I was forced to brake sharply nearing the village in order to give way to a horse and rider which were difficult to see because of parked cars on my side of the road.

This forced one cyclist to swerve in order not to hit my car and resulted in a torrent of abuse from the others - presumably because I caused them to slow down. They blamed me for braking, attaching no blame to themselves for speeding and riding too close. After further abuse to my wife and I they overtook me on both sides and sped off, squeezing between the parked cars and the horse rider.

How long will it be before there is a serious accident in our village?

As an occasional cyclist myself I do it for enjoyment of fresh air and the scenery and show consideration to others, not to cycle around to see how fast my route takes and rage at people who slow me down.

Don Smith, Swainby

Smooth running

IT was a superb turnout of both cyclists and spectators at the Tour de Yorkshire and we managed to see the cyclists whizz by in Northallerton.
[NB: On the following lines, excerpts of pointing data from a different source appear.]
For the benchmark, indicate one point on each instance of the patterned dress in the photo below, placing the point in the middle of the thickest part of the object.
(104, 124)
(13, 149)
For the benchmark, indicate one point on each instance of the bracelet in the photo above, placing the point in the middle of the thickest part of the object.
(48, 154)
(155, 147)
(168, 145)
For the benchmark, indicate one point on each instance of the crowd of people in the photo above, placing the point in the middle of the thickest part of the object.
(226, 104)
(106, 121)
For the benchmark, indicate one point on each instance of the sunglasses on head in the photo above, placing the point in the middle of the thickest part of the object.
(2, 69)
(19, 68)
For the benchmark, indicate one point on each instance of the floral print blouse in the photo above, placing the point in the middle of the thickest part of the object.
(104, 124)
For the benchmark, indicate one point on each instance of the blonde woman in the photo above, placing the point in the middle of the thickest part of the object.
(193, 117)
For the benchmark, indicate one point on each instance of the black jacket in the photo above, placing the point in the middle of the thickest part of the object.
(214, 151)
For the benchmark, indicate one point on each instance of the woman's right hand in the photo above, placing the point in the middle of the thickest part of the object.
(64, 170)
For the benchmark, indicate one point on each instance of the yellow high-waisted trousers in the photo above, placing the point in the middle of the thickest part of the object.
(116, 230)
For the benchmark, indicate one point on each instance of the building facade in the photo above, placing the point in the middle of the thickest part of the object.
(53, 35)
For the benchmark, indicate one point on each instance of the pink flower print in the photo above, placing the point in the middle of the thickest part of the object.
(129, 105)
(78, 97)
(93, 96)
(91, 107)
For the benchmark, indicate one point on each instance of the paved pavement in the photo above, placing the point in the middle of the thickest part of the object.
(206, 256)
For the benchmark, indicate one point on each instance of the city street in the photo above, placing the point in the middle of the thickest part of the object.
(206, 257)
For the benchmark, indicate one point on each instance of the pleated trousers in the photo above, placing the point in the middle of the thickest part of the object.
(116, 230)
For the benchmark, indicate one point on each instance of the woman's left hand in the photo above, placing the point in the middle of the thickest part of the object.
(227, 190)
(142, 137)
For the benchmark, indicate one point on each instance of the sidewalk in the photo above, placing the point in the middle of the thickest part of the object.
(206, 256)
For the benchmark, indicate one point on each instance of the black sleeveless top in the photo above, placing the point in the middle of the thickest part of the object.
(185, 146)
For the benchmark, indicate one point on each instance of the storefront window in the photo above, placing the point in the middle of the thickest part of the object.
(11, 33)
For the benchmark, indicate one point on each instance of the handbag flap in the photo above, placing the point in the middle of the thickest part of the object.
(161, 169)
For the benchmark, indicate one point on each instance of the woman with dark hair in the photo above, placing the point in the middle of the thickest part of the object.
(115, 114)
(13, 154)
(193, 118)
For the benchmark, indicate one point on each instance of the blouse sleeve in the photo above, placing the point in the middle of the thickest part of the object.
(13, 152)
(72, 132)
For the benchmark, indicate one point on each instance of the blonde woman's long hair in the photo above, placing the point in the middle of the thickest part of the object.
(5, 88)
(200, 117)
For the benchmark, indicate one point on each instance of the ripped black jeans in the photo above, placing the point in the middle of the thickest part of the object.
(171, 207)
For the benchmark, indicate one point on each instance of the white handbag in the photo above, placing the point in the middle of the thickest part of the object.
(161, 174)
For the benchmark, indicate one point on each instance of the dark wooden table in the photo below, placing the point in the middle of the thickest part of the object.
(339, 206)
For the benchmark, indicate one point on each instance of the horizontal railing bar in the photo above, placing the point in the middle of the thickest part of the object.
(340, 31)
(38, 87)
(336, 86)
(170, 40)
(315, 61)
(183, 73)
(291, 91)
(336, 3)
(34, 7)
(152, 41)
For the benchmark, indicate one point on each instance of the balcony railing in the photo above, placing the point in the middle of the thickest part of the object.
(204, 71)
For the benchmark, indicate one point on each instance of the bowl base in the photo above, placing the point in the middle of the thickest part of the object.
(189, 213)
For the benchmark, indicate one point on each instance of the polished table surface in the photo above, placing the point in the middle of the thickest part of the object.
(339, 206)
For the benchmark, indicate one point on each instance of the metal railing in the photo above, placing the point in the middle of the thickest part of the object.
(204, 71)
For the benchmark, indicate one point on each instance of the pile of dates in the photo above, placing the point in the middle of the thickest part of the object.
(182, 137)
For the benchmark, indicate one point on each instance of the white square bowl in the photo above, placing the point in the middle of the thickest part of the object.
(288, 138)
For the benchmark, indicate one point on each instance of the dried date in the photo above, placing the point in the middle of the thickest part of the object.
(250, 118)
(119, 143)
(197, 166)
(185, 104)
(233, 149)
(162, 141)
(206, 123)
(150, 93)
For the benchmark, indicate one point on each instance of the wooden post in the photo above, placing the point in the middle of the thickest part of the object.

Our son, who lives in Australia, sent us the whole race on YouTube which was good to watch.

However, we noticed that, on all the roads covered by the race, there was not one pothole.

Where have the ordinary road-users gone wrong?

Dorothy Young, Northallerton

Cycle space

JAN Hobson emphasises, quite rightly, the advice to leave a clearance of 1.5 metres when overtaking a bicycle (D&S Times, May 11). This is something that I always try to achieve when driving a car or a tractor.

However, there is a corollary to this suggestion which is that a cyclist should not enter a space where he or she is not or may not be at least 1.5 metres from a vehicle.

On narrow roads therefore, cyclists should themselves be aware of these rules and use similar protocols that motor vehicles use by using passing places or the verge to allow overtaking or the passage of oncoming vehicles.

Likewise, on narrow two-lane roads, cyclists should not drive within 1.5 metres of the centre line to allow traffic in both directions to pass them with the requisite clearance.

Robert Campbell, Stokesley

Missing bells

JAN Hobson points out that it is recommended that a bicycle is fitted with a bell (D&S Times, May 11).

So why don’t any of the cyclists I’ve seen follow this recommendation?